Sirén Kimmo, Millard Andrew, Petersen Bent, Gilbert M Thomas P, Clokie Martha R J, Sicheritz-Pontén Thomas
Section for Evolutionary Genomics, The GLOBE Institute, University of Copenhagen, Copenhagen,1353 Denmark.
Department of Genetics and Genome Biology, University of Leicester, LE1 7RH Leicester, UK.
NAR Genom Bioinform. 2021 Jan 6;3(1):lqaa109. doi: 10.1093/nargab/lqaa109. eCollection 2021 Mar.
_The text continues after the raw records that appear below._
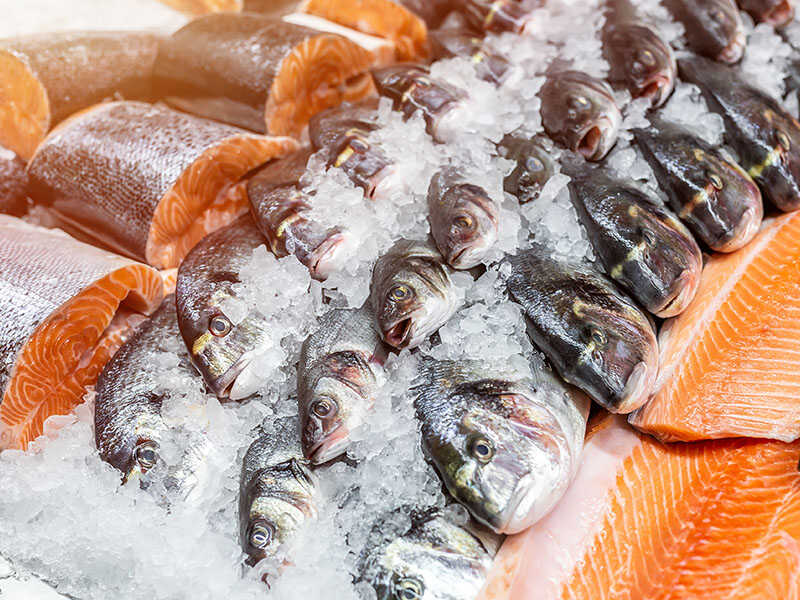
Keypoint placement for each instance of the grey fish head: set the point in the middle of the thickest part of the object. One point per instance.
(579, 112)
(641, 61)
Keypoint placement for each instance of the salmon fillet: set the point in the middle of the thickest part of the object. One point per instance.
(707, 521)
(59, 322)
(730, 364)
(144, 180)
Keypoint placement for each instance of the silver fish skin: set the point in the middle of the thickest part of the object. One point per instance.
(340, 370)
(129, 427)
(506, 445)
(411, 293)
(433, 558)
(277, 494)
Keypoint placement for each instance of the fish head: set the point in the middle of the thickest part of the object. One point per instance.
(464, 226)
(579, 112)
(641, 59)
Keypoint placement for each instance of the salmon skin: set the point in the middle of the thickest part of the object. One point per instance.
(259, 72)
(729, 364)
(725, 516)
(711, 193)
(766, 137)
(596, 338)
(145, 180)
(60, 299)
(642, 245)
(55, 75)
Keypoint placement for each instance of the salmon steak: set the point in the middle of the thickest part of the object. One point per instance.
(146, 181)
(46, 78)
(705, 521)
(730, 364)
(262, 73)
(67, 308)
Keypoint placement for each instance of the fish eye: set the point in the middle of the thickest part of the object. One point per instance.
(220, 326)
(408, 588)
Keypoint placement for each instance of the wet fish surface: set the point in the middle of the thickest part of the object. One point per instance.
(596, 338)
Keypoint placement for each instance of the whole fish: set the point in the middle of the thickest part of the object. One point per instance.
(463, 218)
(764, 135)
(276, 494)
(596, 338)
(713, 28)
(340, 369)
(638, 59)
(420, 554)
(535, 165)
(219, 346)
(505, 445)
(280, 207)
(411, 293)
(642, 245)
(712, 194)
(130, 429)
(578, 111)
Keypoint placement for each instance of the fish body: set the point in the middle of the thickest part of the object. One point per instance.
(505, 445)
(411, 293)
(713, 28)
(596, 338)
(642, 245)
(276, 495)
(765, 136)
(713, 195)
(463, 218)
(579, 113)
(339, 372)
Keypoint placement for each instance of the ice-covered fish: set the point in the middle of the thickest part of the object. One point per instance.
(711, 193)
(642, 245)
(505, 445)
(579, 112)
(638, 59)
(340, 369)
(463, 218)
(411, 293)
(220, 345)
(276, 494)
(595, 337)
(765, 136)
(713, 28)
(130, 429)
(420, 554)
(280, 208)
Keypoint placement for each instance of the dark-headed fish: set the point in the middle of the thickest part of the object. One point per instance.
(279, 207)
(596, 338)
(765, 136)
(276, 494)
(338, 375)
(712, 194)
(463, 218)
(643, 246)
(579, 112)
(505, 445)
(220, 348)
(411, 293)
(713, 27)
(423, 555)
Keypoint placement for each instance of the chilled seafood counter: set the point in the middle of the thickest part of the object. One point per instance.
(400, 300)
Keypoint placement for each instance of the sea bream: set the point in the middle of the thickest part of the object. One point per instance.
(710, 192)
(411, 293)
(339, 372)
(506, 444)
(764, 135)
(596, 338)
(642, 245)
Prophages are phages that are integrated into bacterial genomes and which are key to understanding many aspects of bacterial biology. Their extreme diversity means they are challenging to detect using sequence similarity, yet this remains the paradigm and thus many phages remain unidentified. We present a novel, fast and generalizing machine learning method based on feature space to facilitate novel prophage discovery. To validate the approach, we reanalyzed publicly available marine viromes and single-cell genomes using our feature-based approaches and found consistently more phages than were detected using current state-of-the-art tools while being notably faster. This demonstrates that our approach significantly enhances bacteriophage discovery and thus provides a new starting point for exploring new biologies.
原噬菌体是整合到细菌基因组中的噬菌体,对于理解细菌生物学的诸多方面至关重要。它们的极端多样性意味着利用序列相似性进行检测具有挑战性,但这仍是目前的范式,因此许多噬菌体仍未被识别。我们提出了一种基于特征空间的新颖、快速且具有通用性的机器学习方法,以促进新型原噬菌体的发现。为验证该方法,我们使用基于特征的方法重新分析了公开可用的海洋病毒群落和单细胞基因组,发现与使用当前最先进工具检测到的噬菌体相比,始终能发现更多噬菌体,且速度明显更快。这表明我们的方法显著增强了噬菌体的发现能力,从而为探索新生物学提供了新的起点。